Over time, however, tunnelled electrons can cause the insulation to be physically altered and to break down.
Charge can then leak away from individual floating gates in the chip, causing those memory cells to change value unexpectedly and cause data errors.
(Metaphorically speaking, the floating gate no longer floats reliably on its nanometric sea of insulation.)
In other words, flash memory can, figuratively and literally, wear out.
That’s the best guess at what’s wrong on Opportunity, with a dozen unplanned system reboots in the past month.
The rover can run entirely from non-flash memory, but the faults and the reboots are getting in the way of science, because the flash is where experimental results are recorded for later transmission back to earth.
So JPL’s reformat-and-restore is not merely the “hit and hope” exercise that it may feel like when someone from your IT team reimages your laptop.
While they are reformatting the flash on board Opportunity, the JPL sysadmins can also test its performance, build up a map of unreliable areas, and avoid them in future.
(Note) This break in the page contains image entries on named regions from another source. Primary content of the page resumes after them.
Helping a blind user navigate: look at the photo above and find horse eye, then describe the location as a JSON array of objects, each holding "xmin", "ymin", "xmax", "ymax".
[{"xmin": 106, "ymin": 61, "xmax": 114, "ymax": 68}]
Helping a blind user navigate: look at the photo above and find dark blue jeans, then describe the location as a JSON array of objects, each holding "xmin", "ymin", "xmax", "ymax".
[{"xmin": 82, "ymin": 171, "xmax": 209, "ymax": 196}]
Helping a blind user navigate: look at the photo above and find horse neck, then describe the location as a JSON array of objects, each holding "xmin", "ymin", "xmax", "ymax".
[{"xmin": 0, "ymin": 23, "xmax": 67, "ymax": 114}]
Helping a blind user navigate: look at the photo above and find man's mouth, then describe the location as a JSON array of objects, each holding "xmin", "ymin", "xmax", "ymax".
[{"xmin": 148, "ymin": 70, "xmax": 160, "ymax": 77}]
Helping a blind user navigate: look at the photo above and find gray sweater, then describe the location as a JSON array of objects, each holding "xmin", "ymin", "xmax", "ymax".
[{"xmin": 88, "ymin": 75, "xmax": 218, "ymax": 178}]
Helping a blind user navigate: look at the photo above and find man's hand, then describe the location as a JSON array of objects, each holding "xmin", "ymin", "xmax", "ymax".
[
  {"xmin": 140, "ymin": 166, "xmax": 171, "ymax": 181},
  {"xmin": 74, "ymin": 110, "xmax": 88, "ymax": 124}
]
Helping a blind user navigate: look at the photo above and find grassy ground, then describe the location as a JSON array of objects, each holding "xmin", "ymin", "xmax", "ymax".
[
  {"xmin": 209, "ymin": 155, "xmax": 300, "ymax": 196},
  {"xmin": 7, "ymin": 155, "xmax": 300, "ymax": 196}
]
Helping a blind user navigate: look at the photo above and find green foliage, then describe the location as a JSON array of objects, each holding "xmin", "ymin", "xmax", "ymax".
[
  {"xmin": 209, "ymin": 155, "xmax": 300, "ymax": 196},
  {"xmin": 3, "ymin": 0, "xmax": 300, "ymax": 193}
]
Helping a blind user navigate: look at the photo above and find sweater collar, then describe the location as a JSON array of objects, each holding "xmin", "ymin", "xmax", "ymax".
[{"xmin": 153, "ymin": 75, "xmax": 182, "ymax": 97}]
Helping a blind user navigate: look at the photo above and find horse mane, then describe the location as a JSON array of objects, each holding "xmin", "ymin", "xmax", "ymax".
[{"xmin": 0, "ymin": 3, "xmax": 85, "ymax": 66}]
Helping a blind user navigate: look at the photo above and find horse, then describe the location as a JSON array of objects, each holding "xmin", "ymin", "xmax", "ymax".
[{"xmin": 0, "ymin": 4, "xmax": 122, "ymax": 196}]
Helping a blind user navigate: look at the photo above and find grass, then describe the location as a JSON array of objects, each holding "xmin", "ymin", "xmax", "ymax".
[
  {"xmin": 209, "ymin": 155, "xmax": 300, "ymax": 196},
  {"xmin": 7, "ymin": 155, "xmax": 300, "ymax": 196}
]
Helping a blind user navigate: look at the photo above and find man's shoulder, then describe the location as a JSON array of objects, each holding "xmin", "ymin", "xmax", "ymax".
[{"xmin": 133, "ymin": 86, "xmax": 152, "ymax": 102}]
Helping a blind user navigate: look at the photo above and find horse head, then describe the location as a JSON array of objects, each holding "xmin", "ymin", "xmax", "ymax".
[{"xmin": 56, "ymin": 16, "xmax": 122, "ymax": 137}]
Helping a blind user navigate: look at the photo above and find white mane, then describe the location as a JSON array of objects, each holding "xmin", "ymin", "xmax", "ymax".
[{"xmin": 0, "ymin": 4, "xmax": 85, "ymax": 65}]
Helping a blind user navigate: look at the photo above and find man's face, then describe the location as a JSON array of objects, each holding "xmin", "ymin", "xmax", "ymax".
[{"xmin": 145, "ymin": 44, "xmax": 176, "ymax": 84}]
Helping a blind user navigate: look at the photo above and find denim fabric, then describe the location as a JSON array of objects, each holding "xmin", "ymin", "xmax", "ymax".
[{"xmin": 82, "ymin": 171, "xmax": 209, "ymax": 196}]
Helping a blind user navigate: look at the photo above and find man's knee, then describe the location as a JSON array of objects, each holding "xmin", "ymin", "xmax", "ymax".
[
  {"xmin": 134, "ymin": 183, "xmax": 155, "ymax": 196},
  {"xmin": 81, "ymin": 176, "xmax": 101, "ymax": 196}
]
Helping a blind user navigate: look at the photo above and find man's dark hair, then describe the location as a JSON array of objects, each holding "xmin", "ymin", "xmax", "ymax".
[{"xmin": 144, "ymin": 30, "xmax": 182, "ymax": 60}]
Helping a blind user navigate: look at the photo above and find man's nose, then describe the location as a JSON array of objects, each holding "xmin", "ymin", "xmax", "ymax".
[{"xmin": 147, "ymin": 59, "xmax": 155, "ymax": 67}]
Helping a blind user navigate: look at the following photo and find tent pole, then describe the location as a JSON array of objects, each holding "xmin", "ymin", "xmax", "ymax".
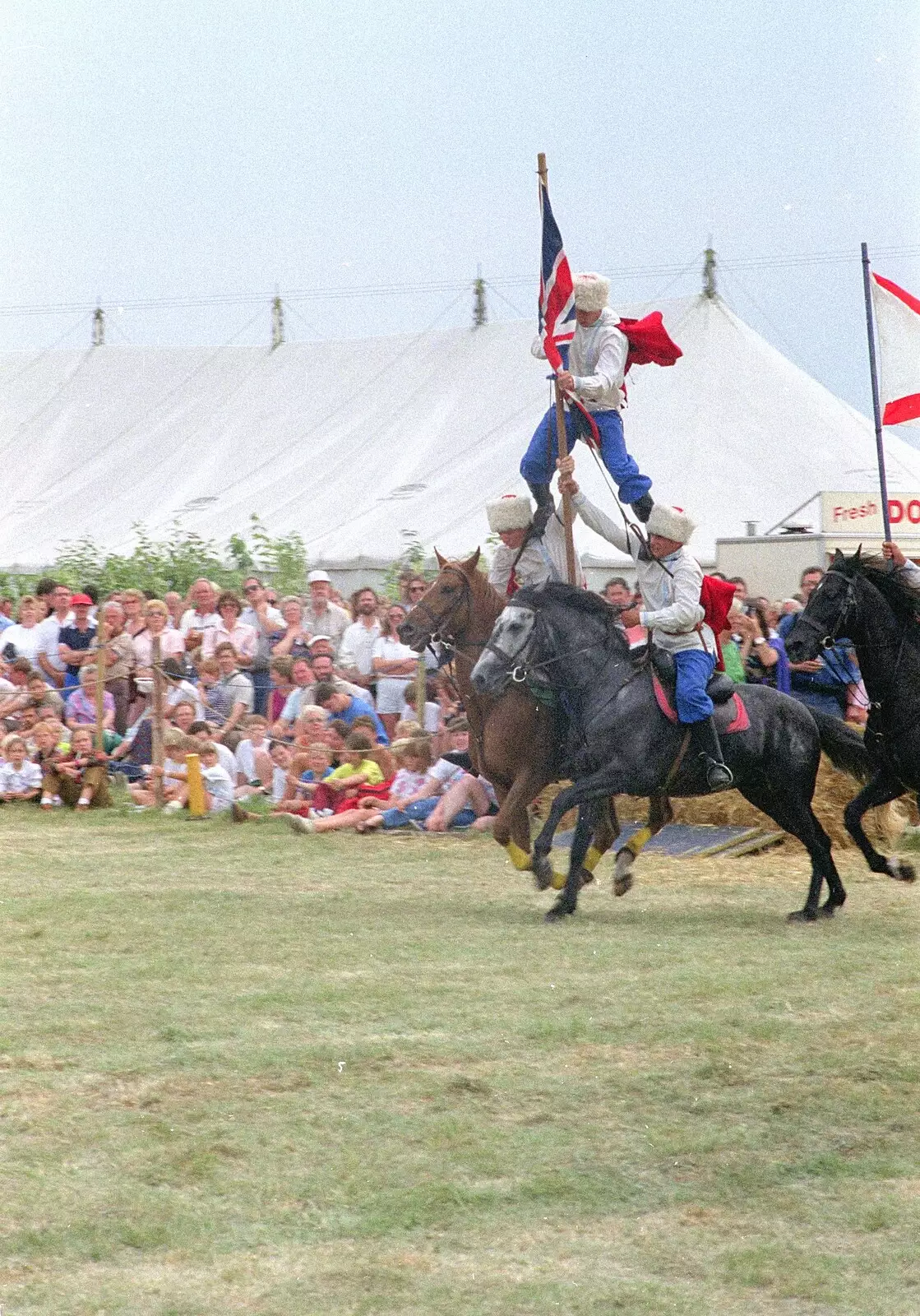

That should give the flash a new lease of life, albeit with a slightly reduced capacity, allowing scientific and exploratory work to be resumed in full.
Anyway, if you live in the Pasadena area and you notice a sudden downward blip in barometric pressure in the next few days…
…that’ll be the JPL techies all taking big breaths at the same time.
Let’s hope the NASA geeks who coded the operational smarts into the Opportunity Rover aren’t like these users we jested about back at Sysmas:
(Check out more videos on our YouTube channel)
Image of Mars courtesy NASA/JPL/MSSS
Why does this mention different Wondoze versions when NASA used VxWorks for Spirit, Opportunity and Curiosity? Actually VxWorks is used for many hard science space programs. Specifically it is a specially qualified version that is tested to death and run on radiation hardened processors in multiply redundant hardware. Nothing you’d ever use Windoze for. Talk to Wind River if you want a really reliable embedded O/S that does what it is supposed to when it is supposed to.
See my reply below to @microfish. That part of the article deals with a “when,” not a “what.” It’s pretty usual to pick a well-known event (whether you loved it or hated it) to help you with chronology, like “the Victorian era” to mean the back end of the 19th century; or “the year England last won the Football World Cup” for 1996; or “the date that Zimbabwe last thrashed Australia at cricket.” (Sorry, Aussies. That was yesterday. Last time before yesterday, 31 years ago π
As for vulnerabilities – Curiosity Rover ended up with a buffer overflow bug in its data compression code that had been there since “before Windows 95 came out”, to use another Microsoft release as a historical milestone.
No endorsement, expressed or implied.
The 1996 World Cup. Who could forget it…
Hey, don’t knock it, we won apparently ; )
Great plug for your company! I will definitely buy VxWorks from you when I purchase my next space probe.
Purchase? *Purchase*?
Private space exploration is all the rage these days (ask Elon Musk :-).
You don’t want to be *purchasing* a space probe, you want to be *building* one. Remember the old proverb: a journey of 150 million miles starts with a single rocket motor…
” is not merely the “hit and hope” exercise that it may feel like when someone from your IT team reimages your laptop.”
Well if you stopped going to questionable sites, and stopped letting your kids surf the web on your company laptop your IT team wouldn’t have to keep reimaging your virus-laden laptop.
Drive-by downloads don’t restrict themselves to ‘questionable’ websites.
JPL uses Windows on mission critical systems? Are you serious?
I don’t think the article suggests for a moment that any of the Mars Rovers uses Windows. (I don’t think you think it does, either π
It’s a historical reference aimed at helping readers decide how big or small 256MBbyte flash would have seemed back then. Like it or not, XP is more useful as a historical milestone than…well, than pretty much every other piece of software out there.